Unlike Musk, who triggers immediate reactions every time he speaks, Ellison benefits from a low profile. Few know who he is. Even fewer understand what he controls. And when someone raises concerns, there's no mass movement to boycott Oracle or uninstall TikTok. Silent power is much more dangerous than loud power.
Why No One (Really) Cares About Larry Ellison
The answer is simple: Ellison isn't unpopular. He doesn't post memes, he doesn't insult journalists, he doesn't fire thousands of employees live on Twitter. He operates through complex financial transactions, corporate mergers, and strategic partnerships. As analyst Dan Rather observed, “we need to worry about the consolidation of huge billionaires gaining control of nearly all major media outlets.” But concern isn’t translating into action.

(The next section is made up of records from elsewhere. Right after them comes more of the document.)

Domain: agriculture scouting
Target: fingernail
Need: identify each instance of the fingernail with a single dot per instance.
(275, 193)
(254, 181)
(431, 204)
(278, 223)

Musk attracts hatred because he's visible, provocative, and divisive. Ellison goes unnoticed because he dresses like a traditional businessman, speaks like a CEO, and uses the sterile language of technology and efficiency. When he says "constant supervision," it sounds like he's talking about quality control, not Orwellian dystopia. And this makes it, I repeat, infinitely more dangerous.
Ellison's net worth fluctuates by $100 billion a day. He can afford to make mistakes, learn from the field, buy into the mistakes of others and correct them. As we have discussed in previous analyses on Big TechWhen money is no longer a limit, the rules of the game change completely. And Ellison is playing a game no one else can afford.
What can we do (if anything can be done)
The options are limited. American antitrust laws were designed for an era when power was measured in market share of tangible products. But how do you measure the power of those who simultaneously control algorithms, data, and narrative? How do you limit who can buy out any competitor before they become a threat?
We need legislative intervention to redefine what constitutes a monopoly in the digital age. We need regulators who understand how technical infrastructure, media ownership, and surveillance systems intertwine to create unprecedented forms of power. Above all, we need people to start caring about Larry Ellison more than they do about Elon Musk.
But as long as Ellison remains in the shadows, building his empire piece by piece without attracting hostile scrutiny, it's hard to imagine a reaction. Perhaps when it's too late, when he controls not only what we see but also how we behave, someone will realize that we should have paid attention much earlier.
Because the problem with quiet power is that by the time you notice it, it's usually already won.